DFW’s industrial market – still working to reach balance
DFW remains a preferred logistics hub due to its central US location, strong multimodal access options, and affordability. At the most basic level, DFW’s industrial vacancy looks to have been spiking, up from a consistent 6% to 7% over the last decade to 11% in 2024. This is well above the overall market’s 8.4% long-term average vacancy.
While some sources push the “out of balance” story, market fundamentals are more nuanced when examined closely. As we highlighted in our quarterly report, this vacancy increase is largely due to new deliveries that were developed as spec product and are still in initial lease-up.

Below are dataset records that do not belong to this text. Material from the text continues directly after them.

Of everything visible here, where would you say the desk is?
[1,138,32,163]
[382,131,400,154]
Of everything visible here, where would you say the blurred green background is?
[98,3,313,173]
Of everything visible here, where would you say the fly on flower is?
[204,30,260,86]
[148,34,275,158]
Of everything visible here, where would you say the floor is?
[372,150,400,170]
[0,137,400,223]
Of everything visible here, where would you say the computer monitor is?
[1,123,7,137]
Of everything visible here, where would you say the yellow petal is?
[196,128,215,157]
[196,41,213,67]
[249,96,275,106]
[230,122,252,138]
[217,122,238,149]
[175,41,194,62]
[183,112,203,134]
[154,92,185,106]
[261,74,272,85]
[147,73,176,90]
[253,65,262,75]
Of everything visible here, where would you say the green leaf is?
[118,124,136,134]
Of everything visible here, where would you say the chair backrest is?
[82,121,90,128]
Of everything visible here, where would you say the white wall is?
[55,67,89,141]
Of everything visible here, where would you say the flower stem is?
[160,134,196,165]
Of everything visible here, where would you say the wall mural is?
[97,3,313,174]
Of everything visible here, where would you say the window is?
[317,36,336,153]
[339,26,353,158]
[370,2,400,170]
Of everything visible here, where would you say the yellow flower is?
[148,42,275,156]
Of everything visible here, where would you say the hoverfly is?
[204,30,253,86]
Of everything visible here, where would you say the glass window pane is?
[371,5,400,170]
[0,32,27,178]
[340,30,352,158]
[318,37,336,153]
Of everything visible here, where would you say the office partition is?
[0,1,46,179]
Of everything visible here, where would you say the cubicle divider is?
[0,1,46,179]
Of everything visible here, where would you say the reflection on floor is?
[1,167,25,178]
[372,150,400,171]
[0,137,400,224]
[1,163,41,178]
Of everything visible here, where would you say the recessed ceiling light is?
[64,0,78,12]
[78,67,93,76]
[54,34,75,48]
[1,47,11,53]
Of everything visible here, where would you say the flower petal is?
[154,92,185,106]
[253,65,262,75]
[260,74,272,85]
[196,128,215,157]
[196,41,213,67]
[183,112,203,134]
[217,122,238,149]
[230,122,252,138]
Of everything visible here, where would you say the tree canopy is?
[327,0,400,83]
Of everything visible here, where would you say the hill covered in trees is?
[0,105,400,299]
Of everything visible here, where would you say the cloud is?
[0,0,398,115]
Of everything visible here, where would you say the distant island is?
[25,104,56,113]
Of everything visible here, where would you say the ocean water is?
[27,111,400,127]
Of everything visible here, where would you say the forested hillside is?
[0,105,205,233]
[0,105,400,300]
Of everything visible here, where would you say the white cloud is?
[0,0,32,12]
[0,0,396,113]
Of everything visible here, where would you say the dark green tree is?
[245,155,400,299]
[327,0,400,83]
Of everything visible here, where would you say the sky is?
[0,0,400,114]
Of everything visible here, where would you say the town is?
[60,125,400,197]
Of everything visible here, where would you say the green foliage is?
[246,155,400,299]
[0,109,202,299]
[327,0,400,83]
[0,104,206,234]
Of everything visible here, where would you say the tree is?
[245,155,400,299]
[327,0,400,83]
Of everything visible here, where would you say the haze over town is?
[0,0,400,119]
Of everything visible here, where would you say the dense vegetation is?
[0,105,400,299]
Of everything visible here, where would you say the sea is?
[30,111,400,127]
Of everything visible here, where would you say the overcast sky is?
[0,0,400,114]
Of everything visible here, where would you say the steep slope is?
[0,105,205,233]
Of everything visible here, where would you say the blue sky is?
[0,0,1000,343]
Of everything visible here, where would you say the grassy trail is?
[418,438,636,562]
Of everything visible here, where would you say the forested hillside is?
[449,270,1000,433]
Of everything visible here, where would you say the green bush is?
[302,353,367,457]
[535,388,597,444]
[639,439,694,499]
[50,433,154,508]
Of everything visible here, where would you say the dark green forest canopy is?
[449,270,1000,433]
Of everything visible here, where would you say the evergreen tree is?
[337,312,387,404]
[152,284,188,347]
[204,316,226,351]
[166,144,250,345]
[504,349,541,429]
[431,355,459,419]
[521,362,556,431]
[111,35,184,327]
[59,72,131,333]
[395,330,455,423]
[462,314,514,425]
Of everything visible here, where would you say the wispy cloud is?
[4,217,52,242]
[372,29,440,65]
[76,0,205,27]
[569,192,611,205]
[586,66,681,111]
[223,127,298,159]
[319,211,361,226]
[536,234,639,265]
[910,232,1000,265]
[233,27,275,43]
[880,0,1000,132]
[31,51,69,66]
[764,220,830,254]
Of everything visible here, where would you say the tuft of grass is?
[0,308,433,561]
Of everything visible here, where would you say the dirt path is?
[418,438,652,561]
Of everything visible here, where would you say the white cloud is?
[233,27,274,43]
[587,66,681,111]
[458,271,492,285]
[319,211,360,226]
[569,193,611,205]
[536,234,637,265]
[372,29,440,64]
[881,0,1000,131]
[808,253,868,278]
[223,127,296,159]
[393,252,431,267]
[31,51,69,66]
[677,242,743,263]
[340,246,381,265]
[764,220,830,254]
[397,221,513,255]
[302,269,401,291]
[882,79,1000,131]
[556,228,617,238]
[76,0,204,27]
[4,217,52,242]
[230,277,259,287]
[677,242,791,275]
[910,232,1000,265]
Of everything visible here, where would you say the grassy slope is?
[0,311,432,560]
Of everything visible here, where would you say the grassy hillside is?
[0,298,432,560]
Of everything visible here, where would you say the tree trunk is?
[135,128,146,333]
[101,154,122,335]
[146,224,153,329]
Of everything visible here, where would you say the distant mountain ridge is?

As we examined construction trends, DFW’s evolution into a logistics hub became clear. Over the long-term past, typically 10–12 msf of industrial product came online annually. While development was ramping up over those years, even the 2000 to 2017 period saw only 13–14 msf developed annually. From 2016 to 2018, DFW’s construction rose rapidly as 24–25 msf hit the market each year.
Since then, activity has moved higher, with 2019 to 2022 annual development hitting almost 32 msf—close to 2½ times 2000–2017’s average annual deliveries. This also does not reflect the 67 msf spike in 2023. With that much space hitting the market, a leasing overhang began to occur. As of Q4 2024, 2022 deliveries (which should be fully leased) are still 14.9% vacant and 2023 assets sit at almost 40%.
After this delivery rush, DFW’s pipeline slowed—the market adding only 39 msf in 2024. While still elevated, this development scale is not unfounded. Rather, it will take more time to absorb all this new product as DFW continues to evolve into a more dominant logistics hub. We believe balance will return and vacancy will improve as these new properties stabilize.
This is because demand remains high as evidenced by better than average vacancy in DFW’s stabilized properties across all age tiers. In fact, even though vacancy did tick up slightly between Q4 2023 and 2024, all vintages are well below the DFW’s current 11.0% rate—and even below the market’s long-term 8.4% average.
Higher development and land costs, as well as elevated interest rates, are slowing development across the US. This pause should allow DFW’s newest assets to lease up and bring vacancy down closer to its long-term average over the next several quarters.